Submissions for this week must be under 1000 words and must begin with the following line: Blowing bubbles in milk always feels good.

In addition, your submission must reference the photo prompt, which is this image:

This is my submission. It’s called “A Car for John”

Blowing bubbles in milk always feels good.  That is what the nurse told me about John.

“Oh, he just loves doing that,” the nurse explains.  “Its like the highlight of his day.  He has this cute smile while doing that, like he is going to get in some kind of trouble.  The staff all knows what he does with his milk.”

Another nurse walks into the room.  “Time to change that diaper John.”  She turns to me and ask “that’s ok with you Mrs Bellamy?’

“Sure,” I reply.

It’s hard to believe he is here.  You never expect this to happen to anyone in your family.

“Nurse, I am going to step outside for a few minutes.  I want to get something in my car.”

I lean over and kiss John on the forehead.

“Thanks for coming,” he says again.

“I’ll be right back, I promise.”

I turned and walk out into the hall.  I think to myself  how guilty I feel even leaving him for a few minutes.  I walk through the hall and out the door.  It’s a beautiful day out.  The sun is shining brightly as I across the parking lot.  I hear a bird singing in a tree nearby.  As I get to my car, I lean against it listening to the mockingbird’s beautiful songs.  It is from my time with John that I learned about birds. I learned a lot from him.  I turn and unlock the car door, grab my laptop and kleenex.  I close the door and walk away.  The mockingbird’s song slowly fades as I reach the front door.  The song is still in my head as I arrive in his room.  It has eased my mind some. 

“Hi” he says excitedly.

My heart aches to see him in that bed.  He’s not supposed to be in here.  It’s not supposed to be like this.  My eyes start to tear up as I look at him.

“Hi,”  I say back to him as I reach his bed.

Now I am alone with him.  It’s the first time we are together without a doctor or nurse here.  Just the two us.  What do I say?  This is my first visit since he was brought here last week.

“Who are you?” he asked.

“I’m your daughter, Irene.  I came from Florida to see you.”

“Did you bring my hotwheel car and street matt with you?

“I did not Dad, I am sorry.”

His face turns quickly from happiness to sadness.  He begins to cry.  What do I do?  This is my father?  He is just like a child.  He has no idea who I am.  I get up quickly and walk out the room to look for the nurses station.  I find the nurse who was in his room when I arrived.
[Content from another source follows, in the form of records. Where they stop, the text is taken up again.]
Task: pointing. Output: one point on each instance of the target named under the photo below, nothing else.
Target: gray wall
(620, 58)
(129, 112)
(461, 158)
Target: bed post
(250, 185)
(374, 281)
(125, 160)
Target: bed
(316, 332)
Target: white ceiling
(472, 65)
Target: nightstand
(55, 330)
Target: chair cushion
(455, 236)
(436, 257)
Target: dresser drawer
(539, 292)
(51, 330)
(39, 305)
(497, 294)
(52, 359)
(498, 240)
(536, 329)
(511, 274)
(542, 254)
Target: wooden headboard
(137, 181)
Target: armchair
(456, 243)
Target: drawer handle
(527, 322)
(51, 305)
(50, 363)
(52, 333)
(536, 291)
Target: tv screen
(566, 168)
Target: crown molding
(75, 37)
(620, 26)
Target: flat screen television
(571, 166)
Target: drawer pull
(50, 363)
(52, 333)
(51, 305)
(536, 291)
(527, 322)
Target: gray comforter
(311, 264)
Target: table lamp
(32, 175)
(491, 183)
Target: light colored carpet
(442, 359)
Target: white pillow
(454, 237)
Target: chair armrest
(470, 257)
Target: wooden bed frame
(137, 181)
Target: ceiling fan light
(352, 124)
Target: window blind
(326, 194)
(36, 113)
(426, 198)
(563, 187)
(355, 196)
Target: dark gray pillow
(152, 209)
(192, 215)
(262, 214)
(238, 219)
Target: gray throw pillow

“He’s crying,” I say to her.

“Oh Mrs. Bellamy, he will be fine.”

“Fine.  You call that fine?”

“Mrs. Bellamy, your father is in stage six of Alzheimer’s,”  she explains.  “I know it’s hard, but he is still your father.  This is normal behavior for someone at his stage of the disease.  He will be well taken care of here.”

My father, leader of men.  Well respected in the community.  Church going.  Great family man.  Now asking me for a hot wheels car.

I collect myself and head back into his room.  He barely even looks my way and says nothing.  I can’t bear to look at him in this condition.

“Goodbye Dad, I must go now.  I’m sorry, so very sorry.”

“It’s ok Irene, I understand.”

My heart pounds in my chest.  Is that him?  Tears of guilt are now flowing down my cheeks.  He knows me.  He knows I am here. 

He looks over at me and with a big grin says, “You are beautiful!  Who are you?

I kiss his forehead again.  “Dad, I am beautiful because of you.  It doesn’t matter who I am.  Just know that I love you.  Goodbye.”

“Goodbye Irene.”

As I exit the facility towards my car I still hear the mockingbird singing.  He mimics the songs of others birds.  Songs that are not his.  Yet, he is still sings so beautifully.  Does he even have his own song?  Even if he doesn’t, he still is a mockingbird.  I suppose my father is like that now.  He is singing different songs but none of them his.  But he is still my father.  I’ll never hear him sing his own song again.